GRANTING BAIL to a Punjab resident who was booked for sedition after he went live on Facebook and allegedly criticised the functioning of the government during lockdown, the Punjab and Haryana High Court said, “In a democracy, every citizen has the right to voice his/her opinion freely and criticise the functioning of the government. However, the same should be done in a decent manner and unparliamentary language should not be adopted.”
The observation was made by the single bench of Justice Sudhir Mittal, while deciding the bail plea of Jasbir alias Jasvir Singh, a resident of Hoshiarpur, Punjab.
According to the FIR registered against Jasbir on April 14 this year, “the petitioner went live on Facebook and made statements against the unity and integrity of the nation. His statements were also aimed at causing communal disaffection. Thus, the aforementioned FIR was registered inter alia for offences of sedition, hurting religious sentiments and causing communal disaffection”.
The FIR was lodged at Tanda police station, Hoshiarpur district, under sections 115, 124-A, 153-A, 505 (2), 295, 188, 269, 270, 271, 506 of IPC, section 3 of the Epidemic Diseases Act, 1897 and section 54 of the Disaster Management Act, 2005.
Jasbir’s counsel, advocate Jasraj Singh, submitted before court that the petitioner has been in custody for over six months now. The chargesheet was presented on July 9 this year but charges have yet not been framed as the committal order has not been passed. Thus, the trial is not likely to be concluded at an early date. There is no other criminal case pending against the petitioner. Furthermore, an examination of the utterances made by the petitioner shows that the offences of sedition and inciting communal disaffection are not attracted, thus, the petitioner may be granted regular bail, the advocate stated.
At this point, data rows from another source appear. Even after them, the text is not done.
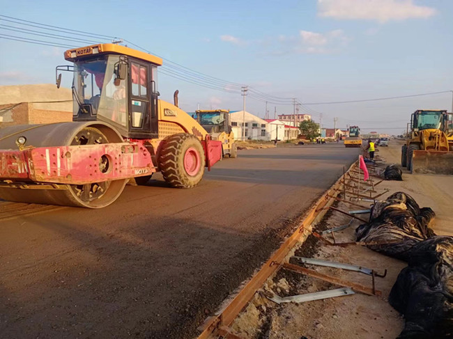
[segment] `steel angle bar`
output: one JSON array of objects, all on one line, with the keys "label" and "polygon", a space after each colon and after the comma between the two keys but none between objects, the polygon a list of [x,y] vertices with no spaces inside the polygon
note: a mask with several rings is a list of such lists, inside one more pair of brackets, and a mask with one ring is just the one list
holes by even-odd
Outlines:
[{"label": "steel angle bar", "polygon": [[328,298],[334,298],[335,297],[341,297],[343,295],[355,294],[355,292],[353,291],[351,287],[338,288],[337,290],[329,290],[327,291],[315,292],[314,293],[307,293],[306,294],[292,295],[290,297],[285,297],[282,298],[276,294],[269,297],[266,296],[269,300],[277,303],[305,303],[305,301],[313,301],[314,300],[321,300]]},{"label": "steel angle bar", "polygon": [[343,264],[341,262],[335,262],[333,261],[328,260],[321,260],[321,259],[314,259],[312,258],[304,258],[304,257],[291,257],[295,258],[300,262],[303,262],[304,264],[311,264],[316,265],[318,266],[326,266],[328,267],[335,267],[337,269],[347,269],[348,271],[355,271],[356,272],[362,272],[369,276],[373,274],[373,270],[371,269],[368,269],[367,267],[362,267],[362,266],[357,266],[355,265],[350,264]]},{"label": "steel angle bar", "polygon": [[339,212],[340,213],[342,213],[342,214],[346,214],[346,215],[348,215],[348,216],[352,216],[353,218],[356,219],[358,219],[358,220],[360,220],[360,221],[362,221],[362,222],[364,222],[364,223],[368,223],[368,221],[367,221],[367,220],[362,219],[362,218],[359,218],[358,216],[355,216],[353,215],[353,214],[350,214],[348,213],[347,212],[342,211],[341,210],[339,210],[339,209],[338,209],[338,208],[335,208],[335,207],[332,207],[332,206],[330,206],[329,208],[330,208],[330,210],[333,210],[334,211]]},{"label": "steel angle bar", "polygon": [[341,225],[341,226],[337,226],[334,227],[333,228],[330,228],[328,230],[323,230],[323,232],[321,232],[323,235],[328,234],[328,233],[332,233],[333,232],[337,232],[339,230],[344,230],[346,228],[348,228],[349,226],[351,226],[351,223],[353,223],[353,221],[354,221],[353,219],[351,219],[349,221],[349,223],[347,225]]},{"label": "steel angle bar", "polygon": [[349,211],[350,214],[365,214],[371,212],[371,210],[357,210],[355,211]]},{"label": "steel angle bar", "polygon": [[321,279],[325,281],[328,281],[333,284],[339,285],[340,286],[344,286],[345,287],[351,287],[355,291],[361,292],[368,295],[382,295],[382,292],[374,288],[370,288],[369,287],[364,286],[362,284],[357,283],[353,283],[352,281],[348,281],[346,280],[341,279],[336,276],[329,276],[328,274],[324,274],[313,269],[306,269],[302,267],[297,265],[284,263],[282,266],[284,269],[288,269],[289,271],[293,271],[294,272],[300,273],[302,274],[305,274],[307,276],[316,278],[317,279]]}]

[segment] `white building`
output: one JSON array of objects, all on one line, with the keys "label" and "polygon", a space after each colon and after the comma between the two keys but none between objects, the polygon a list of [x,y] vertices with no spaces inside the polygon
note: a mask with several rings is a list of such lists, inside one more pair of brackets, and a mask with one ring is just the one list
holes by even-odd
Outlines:
[{"label": "white building", "polygon": [[295,127],[298,127],[302,121],[312,120],[312,116],[309,114],[279,114],[278,120],[289,126],[294,126],[295,121]]},{"label": "white building", "polygon": [[285,125],[284,141],[297,139],[298,136],[299,136],[299,129],[298,127]]},{"label": "white building", "polygon": [[243,139],[243,123],[245,123],[245,139],[270,140],[268,124],[264,119],[247,111],[245,113],[243,111],[238,111],[230,113],[230,120],[235,139]]},{"label": "white building", "polygon": [[275,119],[266,119],[269,124],[270,140],[285,140],[285,124]]}]

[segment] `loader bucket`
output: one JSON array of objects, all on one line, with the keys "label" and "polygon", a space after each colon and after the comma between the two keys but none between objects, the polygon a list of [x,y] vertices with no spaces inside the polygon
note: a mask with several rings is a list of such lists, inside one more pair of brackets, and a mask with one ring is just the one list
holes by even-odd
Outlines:
[{"label": "loader bucket", "polygon": [[414,150],[412,173],[453,175],[453,152]]}]

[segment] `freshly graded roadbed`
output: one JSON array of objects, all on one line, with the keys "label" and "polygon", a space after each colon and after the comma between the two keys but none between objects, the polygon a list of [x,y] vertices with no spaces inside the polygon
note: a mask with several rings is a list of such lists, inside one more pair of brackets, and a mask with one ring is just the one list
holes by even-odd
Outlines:
[{"label": "freshly graded roadbed", "polygon": [[0,333],[193,338],[358,153],[342,144],[247,150],[192,189],[156,175],[100,210],[21,205],[0,220]]},{"label": "freshly graded roadbed", "polygon": [[[379,148],[377,153],[387,164],[399,165],[402,143],[392,141],[388,148]],[[377,178],[374,178],[378,181]],[[384,181],[376,186],[385,199],[397,191],[404,191],[415,199],[420,207],[430,207],[436,214],[431,227],[438,235],[453,235],[451,201],[453,200],[453,176],[411,175],[403,170],[402,182]],[[368,207],[369,203],[360,203]],[[344,203],[338,207],[342,210],[360,210]],[[367,219],[368,214],[362,214]],[[328,213],[323,221],[314,226],[318,232],[347,224],[351,217],[337,212]],[[351,227],[335,232],[338,242],[355,240],[355,228],[362,223],[354,220]],[[326,235],[330,240],[332,239]],[[316,258],[326,260],[351,264],[376,269],[382,273],[387,269],[385,278],[376,278],[376,289],[382,291],[382,297],[357,293],[352,296],[308,301],[300,304],[277,305],[256,294],[247,309],[231,325],[233,333],[244,338],[267,339],[369,338],[393,339],[404,326],[404,319],[387,302],[387,298],[400,271],[407,262],[374,252],[364,246],[339,247],[325,245],[313,235],[308,237],[295,255]],[[291,262],[296,264],[296,262]],[[371,279],[357,272],[334,268],[311,266],[309,268],[354,283],[371,286]],[[339,288],[323,281],[302,274],[282,270],[269,279],[263,291],[272,291],[280,297],[305,294]]]}]

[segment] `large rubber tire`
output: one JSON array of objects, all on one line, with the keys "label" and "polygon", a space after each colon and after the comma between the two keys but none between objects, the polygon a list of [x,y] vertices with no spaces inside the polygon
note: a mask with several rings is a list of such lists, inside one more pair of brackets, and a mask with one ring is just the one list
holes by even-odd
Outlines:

Justice Mittal, after going through the transcript of the Facebook Live session of the petitioner, said, “It appears that the petitioner was unhappy with the lockdown imposed due to coronavirus and the way the pandemic was being handled by the Government of India as well as the Punjab government. Thus, he has criticised the functioning of the said governments. Definitely, intemperate and abusive language has been used against high officials of the governments as well as against the elected representatives, but the same does not amount to exciting disaffection towards the government established by law or to excite hatred against it. It also does not amount to inciting religious disaffection or disruption of communal harmony.”
“It is an expression of dissatisfaction with the functioning of the government and criticism of its policies. In a democracy, every citizen has a right to voice his/her opinion freely and criticise the functioning of the government. However, the same should be done in a decent manner and un-parliamentary language should not be adopted. At the same time, the State needs to be more tolerant and circumspect while invoking laws pertaining to sedition and religious disaffection. Current tendency to the contrary has been frowned upon by the Supreme Court,” read Justice Mittal’s order.
The HC thus ordered that Jasbir be released on regular bail on his furnishing bail and surety bonds to the satisfaction of the trial court/duty magistrate concerned, as he has been in custody for six months and 14 days and the trial is not likely to be concluded at an early date.